Welcome back! How did you become interested in public relations in the first place? 

As a kid, I wanted to be an author. When the reality of picking a career path came around, I did some research and decided that marketing was a way to keep writing with less risk. Public relations became my area of concentration, because it meant I didn’t have to take nearly as many math classes in college—liberal arts for the win. 

You’ll find yourself at home with math-averse writers at Well Done. Some of us won’t even touch the Sudoku. Any other subjects you try to avoid? 

Glad to know I’m not alone! I’m willing to attempt to learn any subject, which is part of what makes working in a full-service agency both exciting and challenging. You’re constantly surrounded by folks who are experts in their own areas, and I strive to absorb as much knowledge as I have the capacity to take in.

How does an effective PR strategy fit within an organization’s overall marketing efforts?

There is a common misconception that successful public relations means your name is in the news. While media relations can certainly be a component, a well-designed PR approach might include many touchpoints with a client’s target audiences (community partnerships, special events, or social media campaigns, just to name a few). Health care, which Well Done does a lot of work in, is a great example of the need for PR. You can serve a potential patient a digital ad promising great health care 100 times, but it won’t be effective if they don’t trust the health system on a relational level.

That’s an interesting thought. How does a PR pro like you go about helping a client cultivate trust with their audience?  

Strong PR is about understanding the different audiences involved in a project and how to build a relationship with each of them. This could require a unique suite of tactics for each group—and that starts with a solid foundation of research. What communities are we aiming to engage? Why haven’t they been engaging with our client up to this point? Where do those communities currently get their information? Who do they trust? An “influencer” isn’t always a personality on social media; it could be a local faith leader. 

Are there any Well Done clients you’re particularly excited to work with? 

There are several clients I’m excited to dig into. So far, I’ve been working with Employers’ Forum of Indiana (EFI), an organization that’s driving conversations around hospital price transparency. As one of the 10% of Americans with medical debt, the work EFI is doing is personally meaningful to me, and I’m grateful to support its amplification. 

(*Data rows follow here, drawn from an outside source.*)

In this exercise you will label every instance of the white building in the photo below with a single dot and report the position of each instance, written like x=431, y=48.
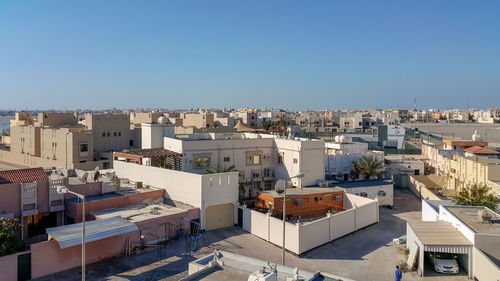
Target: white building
x=382, y=190
x=152, y=134
x=260, y=159
x=215, y=194
x=471, y=233
x=342, y=154
x=391, y=136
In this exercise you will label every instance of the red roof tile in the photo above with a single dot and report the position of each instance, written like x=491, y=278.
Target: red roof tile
x=23, y=175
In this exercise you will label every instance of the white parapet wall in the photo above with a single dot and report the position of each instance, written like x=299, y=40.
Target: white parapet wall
x=302, y=237
x=198, y=190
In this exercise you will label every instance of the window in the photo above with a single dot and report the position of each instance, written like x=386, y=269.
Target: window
x=84, y=147
x=281, y=157
x=202, y=161
x=253, y=159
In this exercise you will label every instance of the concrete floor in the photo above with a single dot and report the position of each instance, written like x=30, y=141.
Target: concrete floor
x=368, y=254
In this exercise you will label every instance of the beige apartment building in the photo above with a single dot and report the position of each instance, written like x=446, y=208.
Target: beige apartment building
x=59, y=140
x=137, y=118
x=249, y=117
x=260, y=159
x=461, y=167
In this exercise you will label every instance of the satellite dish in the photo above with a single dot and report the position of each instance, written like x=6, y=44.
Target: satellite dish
x=280, y=186
x=111, y=176
x=96, y=173
x=56, y=174
x=84, y=177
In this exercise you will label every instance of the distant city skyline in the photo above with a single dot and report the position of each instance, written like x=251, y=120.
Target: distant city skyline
x=282, y=54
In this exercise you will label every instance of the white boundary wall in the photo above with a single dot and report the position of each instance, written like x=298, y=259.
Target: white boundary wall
x=197, y=190
x=428, y=212
x=302, y=237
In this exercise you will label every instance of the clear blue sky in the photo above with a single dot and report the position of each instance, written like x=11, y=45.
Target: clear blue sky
x=286, y=54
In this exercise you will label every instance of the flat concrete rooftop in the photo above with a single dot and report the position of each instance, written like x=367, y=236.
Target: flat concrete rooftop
x=139, y=212
x=438, y=233
x=96, y=197
x=302, y=191
x=469, y=216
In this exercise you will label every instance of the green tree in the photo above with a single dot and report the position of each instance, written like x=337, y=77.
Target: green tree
x=477, y=195
x=9, y=243
x=220, y=169
x=369, y=167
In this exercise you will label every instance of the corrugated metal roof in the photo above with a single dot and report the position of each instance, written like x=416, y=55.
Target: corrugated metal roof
x=71, y=235
x=438, y=233
x=23, y=175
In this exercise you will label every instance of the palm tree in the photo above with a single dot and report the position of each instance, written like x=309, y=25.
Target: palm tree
x=477, y=195
x=369, y=167
x=220, y=169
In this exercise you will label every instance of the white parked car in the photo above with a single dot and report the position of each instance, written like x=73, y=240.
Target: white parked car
x=444, y=262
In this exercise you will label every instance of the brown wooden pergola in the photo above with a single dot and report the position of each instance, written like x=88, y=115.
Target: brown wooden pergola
x=158, y=156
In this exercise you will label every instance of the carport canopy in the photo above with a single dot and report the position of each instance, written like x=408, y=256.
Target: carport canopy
x=437, y=236
x=71, y=235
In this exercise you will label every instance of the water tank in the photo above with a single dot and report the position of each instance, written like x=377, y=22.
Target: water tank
x=162, y=120
x=342, y=139
x=476, y=136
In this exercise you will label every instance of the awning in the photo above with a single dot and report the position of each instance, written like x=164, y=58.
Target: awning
x=71, y=235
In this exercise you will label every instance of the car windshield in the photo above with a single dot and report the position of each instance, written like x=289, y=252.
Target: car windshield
x=444, y=256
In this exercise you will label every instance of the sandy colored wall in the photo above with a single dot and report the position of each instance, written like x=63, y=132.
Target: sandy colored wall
x=179, y=186
x=484, y=269
x=10, y=199
x=197, y=190
x=32, y=161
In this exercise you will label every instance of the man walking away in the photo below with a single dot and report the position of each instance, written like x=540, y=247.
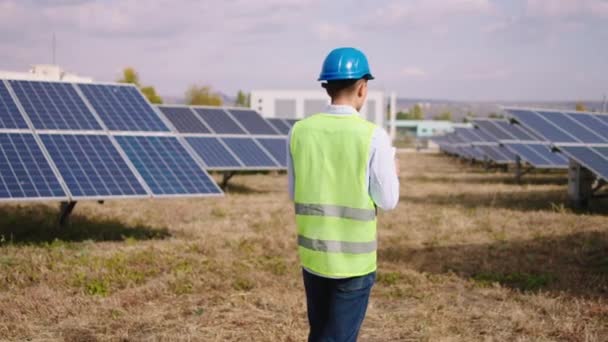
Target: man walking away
x=341, y=168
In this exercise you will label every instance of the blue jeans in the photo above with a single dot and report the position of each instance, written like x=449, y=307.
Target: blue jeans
x=336, y=307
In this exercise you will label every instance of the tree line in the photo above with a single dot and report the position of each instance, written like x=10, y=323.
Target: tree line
x=194, y=95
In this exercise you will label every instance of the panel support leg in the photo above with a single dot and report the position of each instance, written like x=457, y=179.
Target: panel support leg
x=66, y=209
x=580, y=185
x=226, y=178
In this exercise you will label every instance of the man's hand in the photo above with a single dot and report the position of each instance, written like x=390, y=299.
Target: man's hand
x=397, y=167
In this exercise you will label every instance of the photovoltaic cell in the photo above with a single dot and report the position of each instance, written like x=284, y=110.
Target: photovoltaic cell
x=530, y=156
x=291, y=122
x=541, y=126
x=24, y=171
x=493, y=153
x=277, y=148
x=484, y=136
x=91, y=166
x=587, y=157
x=219, y=121
x=213, y=153
x=280, y=125
x=54, y=105
x=123, y=108
x=467, y=134
x=166, y=166
x=10, y=117
x=492, y=129
x=184, y=120
x=591, y=122
x=249, y=152
x=253, y=122
x=571, y=126
x=517, y=132
x=555, y=158
x=603, y=118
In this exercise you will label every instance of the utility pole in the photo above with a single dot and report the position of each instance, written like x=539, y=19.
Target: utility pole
x=393, y=116
x=54, y=49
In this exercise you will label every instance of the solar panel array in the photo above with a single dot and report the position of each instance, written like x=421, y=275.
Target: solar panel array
x=582, y=137
x=501, y=142
x=70, y=141
x=231, y=139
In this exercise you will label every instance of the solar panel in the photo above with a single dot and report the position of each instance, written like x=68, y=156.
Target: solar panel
x=123, y=108
x=91, y=166
x=249, y=152
x=589, y=158
x=213, y=153
x=280, y=125
x=484, y=136
x=10, y=117
x=184, y=120
x=219, y=121
x=291, y=122
x=494, y=153
x=541, y=126
x=24, y=171
x=253, y=122
x=468, y=134
x=538, y=155
x=515, y=131
x=571, y=126
x=602, y=117
x=166, y=166
x=592, y=123
x=277, y=148
x=54, y=105
x=490, y=127
x=556, y=159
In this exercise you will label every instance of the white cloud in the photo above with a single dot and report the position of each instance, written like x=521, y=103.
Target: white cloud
x=426, y=11
x=566, y=8
x=413, y=72
x=333, y=32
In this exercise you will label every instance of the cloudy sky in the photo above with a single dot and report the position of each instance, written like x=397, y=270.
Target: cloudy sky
x=454, y=49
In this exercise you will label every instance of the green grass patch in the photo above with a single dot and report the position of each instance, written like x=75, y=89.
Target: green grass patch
x=517, y=280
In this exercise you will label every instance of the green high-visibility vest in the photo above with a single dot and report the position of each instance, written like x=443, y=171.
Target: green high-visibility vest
x=335, y=215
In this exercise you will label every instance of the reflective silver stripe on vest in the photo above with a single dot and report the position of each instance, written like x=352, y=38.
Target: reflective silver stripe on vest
x=335, y=211
x=337, y=246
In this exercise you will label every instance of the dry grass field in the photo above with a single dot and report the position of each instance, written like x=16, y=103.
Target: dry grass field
x=467, y=256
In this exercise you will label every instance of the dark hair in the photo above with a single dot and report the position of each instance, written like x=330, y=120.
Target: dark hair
x=340, y=87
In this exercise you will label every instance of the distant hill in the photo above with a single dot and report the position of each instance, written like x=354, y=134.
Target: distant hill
x=461, y=109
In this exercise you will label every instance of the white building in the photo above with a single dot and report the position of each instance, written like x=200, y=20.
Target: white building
x=297, y=104
x=45, y=72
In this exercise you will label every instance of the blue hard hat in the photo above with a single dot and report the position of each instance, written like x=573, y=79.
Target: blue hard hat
x=345, y=64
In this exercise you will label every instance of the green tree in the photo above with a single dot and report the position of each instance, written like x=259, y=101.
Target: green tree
x=151, y=94
x=416, y=113
x=129, y=75
x=445, y=116
x=202, y=95
x=580, y=107
x=242, y=99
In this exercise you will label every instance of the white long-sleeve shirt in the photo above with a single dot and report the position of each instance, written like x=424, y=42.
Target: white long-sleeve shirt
x=383, y=182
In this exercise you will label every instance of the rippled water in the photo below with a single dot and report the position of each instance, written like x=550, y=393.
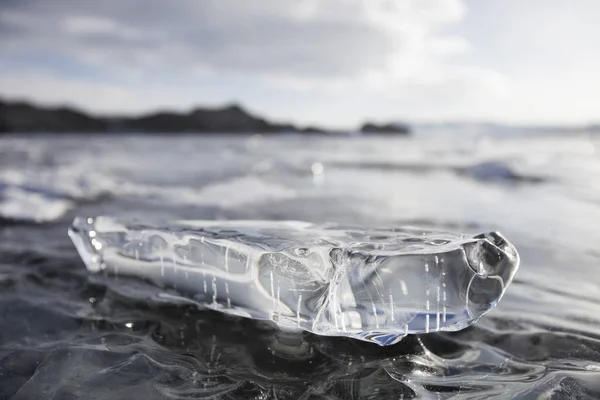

What do you do when you’re not at work?

Does it sound bad if this is one of my least favorite questions? It makes me overly aware that I should be doing cooler stuff in my free time. If I’m not working, you can often find me treating myself to an iced latte, road-tripping to woodsy areas, testing baking recipes, or—most commonly—talking to my cats.

Given how many of us are pet owners, we think talking to cats is a perfectly good thing to do. We also have several bakers on staff. If Well Done has a bake off, what recipe will help you blow away the competition? 

First, if we did have a bake off, it would need to have more Great British Bake Off vibes than any of the cutthroat American cooking shows. Can we actually make that happen, please? Second, I’ve found that homemade yeast bread recipes can be the most finicky of anything I’ve tried, which means they have the greatest payoff. My in-laws are huge fans of my cinnamon rolls, and I also enjoy the messy task of braiding a babka. 

We’re going to take you up on a babka and those famous cinnamon rolls. Welcome to the team, Marissa! We’re excited to see you help our clients build trust with their audiences.